Tuesday, May 25, 2010

Why Not A Simple "Mazal Tov?"

Zach son of Rahm Emanuel is here with his extended family for his Bar Mitzvah, and the Israeli media and government are giving them the royal treatment, possibly even paying for things expensive and forbidden.  I don't like the father Rahm Emanuel's ideology, attitude  and actions against Israel, but I also don't think that protesting and disturbing the family during the visit is the right thing to do.

No doubt, Rahm Emanuel likes the circus atmosphere that has been going on this visit, but shouldn't his son's Bar Mitzvah be richer in Jewish values?  Maybe that is the problem.  The Emanuels have made it big in America.  Rahm is United States President Barack Obama's right hand man.  Keeping ethnic names is very "in" in America, as we see in their names.  Obama doesn't use "Barry," and Emanuel isn't "Ray."

What lesson in Judaism have the Emanuel kids learned from this Bar Mitzvah trip?  I have no idea of the conversations among the family, but it seems to me that they and Israeli kids learned one unfortunate thing.  Jews who make it big in Chutz La'Aretz, abroad, get treated better by the Israeli authorities than ordinary Israelis.

And if the government really wanted to give to a special Bar Mitzvah, the special group Bar/Bat Mitzvah of deaf and hearing impaired kids deserve it more than the comfortably well-off and very well connected Zach Emanuel.  Too bad the Emanuel family didn't decide to share their simcha, joyous occasion, with others.  Joining that special Bar Mitzvah would be a better lesson than eating traif (forbidden) squid in Eilat.


Anonymous said...

you missed the most important issue. Neither his wife nor kids are Jewish

Batya said...

ah hah
Thank you for that bit of info.

Anonymous said...

In which case, the last place this family should go to is the Kotel.

B"H, at least Rahm Emanuel has cut himself off from the Jewish people. Good riddance!

Anonymous said...

Emanuel's Rabbi skirts the subject:

Rahm Emanuel's Judaism Through His Rabbi's Eyes

Some things are better not interviewed.

Batya said...

Shy, I didn't find a reference to his wife's religion, conversion etc, unless I just missed it.

I do know that a cousin was rejected from MO shuls, because her husband isn't Jewish, although the kids are. So, if this MO shul accepts them, then I presume that isn't a problem, but I don't know. There's a difference of course.

Also, membership in an MO shul, or any other, doesn't require observance. There are other reasons people join.

If someone can give facts, I'd appreciate the comment.
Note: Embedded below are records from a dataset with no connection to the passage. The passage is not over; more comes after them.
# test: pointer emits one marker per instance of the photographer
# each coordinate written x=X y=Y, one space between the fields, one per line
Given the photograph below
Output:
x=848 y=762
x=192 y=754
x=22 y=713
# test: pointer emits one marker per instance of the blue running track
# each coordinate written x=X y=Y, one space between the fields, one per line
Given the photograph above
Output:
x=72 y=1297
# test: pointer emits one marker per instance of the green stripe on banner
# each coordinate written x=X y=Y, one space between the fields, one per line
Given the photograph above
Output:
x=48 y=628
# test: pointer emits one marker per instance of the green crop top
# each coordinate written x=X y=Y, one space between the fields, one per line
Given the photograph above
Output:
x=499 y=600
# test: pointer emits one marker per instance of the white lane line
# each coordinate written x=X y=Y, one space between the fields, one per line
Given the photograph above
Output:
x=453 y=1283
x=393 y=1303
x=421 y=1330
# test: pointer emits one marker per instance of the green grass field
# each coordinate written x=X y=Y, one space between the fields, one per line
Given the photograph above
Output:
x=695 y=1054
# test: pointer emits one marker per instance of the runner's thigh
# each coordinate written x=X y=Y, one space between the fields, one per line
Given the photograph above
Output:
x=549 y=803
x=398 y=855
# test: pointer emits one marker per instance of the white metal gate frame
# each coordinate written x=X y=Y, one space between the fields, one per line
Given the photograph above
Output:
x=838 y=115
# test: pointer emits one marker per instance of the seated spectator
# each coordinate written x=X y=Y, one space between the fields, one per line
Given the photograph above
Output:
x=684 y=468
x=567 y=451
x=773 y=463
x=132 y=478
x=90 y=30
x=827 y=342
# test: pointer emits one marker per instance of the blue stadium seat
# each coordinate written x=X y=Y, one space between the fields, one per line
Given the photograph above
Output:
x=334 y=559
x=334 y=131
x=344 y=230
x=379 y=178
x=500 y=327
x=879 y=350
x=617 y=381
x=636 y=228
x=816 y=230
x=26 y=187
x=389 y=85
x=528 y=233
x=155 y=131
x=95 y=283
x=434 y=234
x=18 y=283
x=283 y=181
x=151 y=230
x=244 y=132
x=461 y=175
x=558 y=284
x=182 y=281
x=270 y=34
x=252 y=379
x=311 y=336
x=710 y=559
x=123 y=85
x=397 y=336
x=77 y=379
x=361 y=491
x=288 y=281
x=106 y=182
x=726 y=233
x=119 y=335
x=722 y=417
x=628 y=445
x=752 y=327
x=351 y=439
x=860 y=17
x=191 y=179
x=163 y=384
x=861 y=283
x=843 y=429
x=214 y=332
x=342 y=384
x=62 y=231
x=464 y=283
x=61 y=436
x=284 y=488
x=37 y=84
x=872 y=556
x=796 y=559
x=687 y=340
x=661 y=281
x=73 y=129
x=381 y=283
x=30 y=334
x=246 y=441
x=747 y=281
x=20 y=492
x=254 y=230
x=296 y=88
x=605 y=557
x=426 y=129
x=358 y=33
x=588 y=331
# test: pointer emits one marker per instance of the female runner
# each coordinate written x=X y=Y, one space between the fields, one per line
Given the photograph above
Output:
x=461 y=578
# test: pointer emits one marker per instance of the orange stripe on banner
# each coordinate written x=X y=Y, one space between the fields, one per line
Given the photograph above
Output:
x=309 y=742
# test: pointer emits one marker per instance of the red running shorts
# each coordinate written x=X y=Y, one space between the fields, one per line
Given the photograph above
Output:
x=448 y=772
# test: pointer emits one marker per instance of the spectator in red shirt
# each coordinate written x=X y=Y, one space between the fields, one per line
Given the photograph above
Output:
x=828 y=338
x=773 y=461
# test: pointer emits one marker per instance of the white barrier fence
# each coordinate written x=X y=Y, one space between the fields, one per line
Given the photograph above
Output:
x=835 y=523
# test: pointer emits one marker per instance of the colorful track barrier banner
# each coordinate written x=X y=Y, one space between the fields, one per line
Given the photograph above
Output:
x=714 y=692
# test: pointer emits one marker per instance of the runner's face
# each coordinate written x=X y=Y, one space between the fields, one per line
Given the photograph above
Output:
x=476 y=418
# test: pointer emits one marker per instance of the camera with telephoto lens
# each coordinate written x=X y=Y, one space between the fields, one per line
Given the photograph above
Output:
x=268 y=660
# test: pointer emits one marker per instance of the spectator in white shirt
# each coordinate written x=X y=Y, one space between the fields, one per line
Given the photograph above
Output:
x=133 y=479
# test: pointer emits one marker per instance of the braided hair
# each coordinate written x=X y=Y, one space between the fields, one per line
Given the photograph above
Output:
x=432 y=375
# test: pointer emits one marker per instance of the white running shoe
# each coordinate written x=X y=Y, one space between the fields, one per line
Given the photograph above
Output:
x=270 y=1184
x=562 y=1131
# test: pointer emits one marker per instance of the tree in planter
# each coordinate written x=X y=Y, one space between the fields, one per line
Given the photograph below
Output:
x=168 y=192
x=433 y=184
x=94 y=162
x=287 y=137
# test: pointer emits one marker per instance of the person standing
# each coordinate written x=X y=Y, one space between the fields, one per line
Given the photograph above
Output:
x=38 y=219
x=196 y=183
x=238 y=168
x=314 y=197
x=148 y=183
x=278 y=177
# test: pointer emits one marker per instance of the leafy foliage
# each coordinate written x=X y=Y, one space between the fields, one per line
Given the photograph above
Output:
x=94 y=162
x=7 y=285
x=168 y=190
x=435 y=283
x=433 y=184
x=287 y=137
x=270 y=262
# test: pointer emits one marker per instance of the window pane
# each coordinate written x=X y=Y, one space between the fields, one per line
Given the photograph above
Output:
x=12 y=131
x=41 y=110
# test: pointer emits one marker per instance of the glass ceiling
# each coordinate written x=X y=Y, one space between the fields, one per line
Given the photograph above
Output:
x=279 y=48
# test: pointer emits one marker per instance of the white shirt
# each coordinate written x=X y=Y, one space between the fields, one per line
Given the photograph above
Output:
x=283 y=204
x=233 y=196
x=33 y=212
Thanks

Ibrahimblogs said...

I completely agree with you. Special treatment should be given to those who need them genuinely.

Keep blogging!!

This is Ibrahim from Israeli Uncensored News

Anonymous said...

Batya, I won't give one link I have because it's not verifiable. However, here is what Rabbi Lopatin himself said:

"Please read and reread Wikipedia carefully: It does not mention who converted Amy Rule, nor does it say that it was an Orthodox conversion. Rahm Emanuel and his family are well liked members of our Modern Orthodox synagogue, but we are proud that Anshe Sholom attracts many members who would not necessarily classify themselves as Orthodox – or as any denomination. We strive to be inclusive and non-judgmental. People would have to ask Rahm and Amy what denomination, if any, they feel they are part of."
- GUEST POST: Rabbi Asher Lopatin On Rahm Emmanuel, The Conference Call, And Pekuakh Nefesh

If I were the rabbi of someone attending my synagogue, no matter how Bedi'avad a member's conversion is, the first thing I would do is stand up for them - and especially their children - and tell everyone how disgraceful it is to question these people's membership in the Jewish nation.

But Lopatin - like in the article I linked to earlier - skirts the issue. He actually does worse.

Anonymous said...

Most 'Jews' are Middle East DNA only on the xy side of inheritance; mitochondrial inheritance is European preponderantly.

So how does that square with halacha?

Itsvan Bakony (nom de plume presumably) has some interesting insights.

Incidentally, research on
Arthur Ernest Mourant's "The Genetics of Jews" (1978) could be fruitful, especially in light of later DNA research.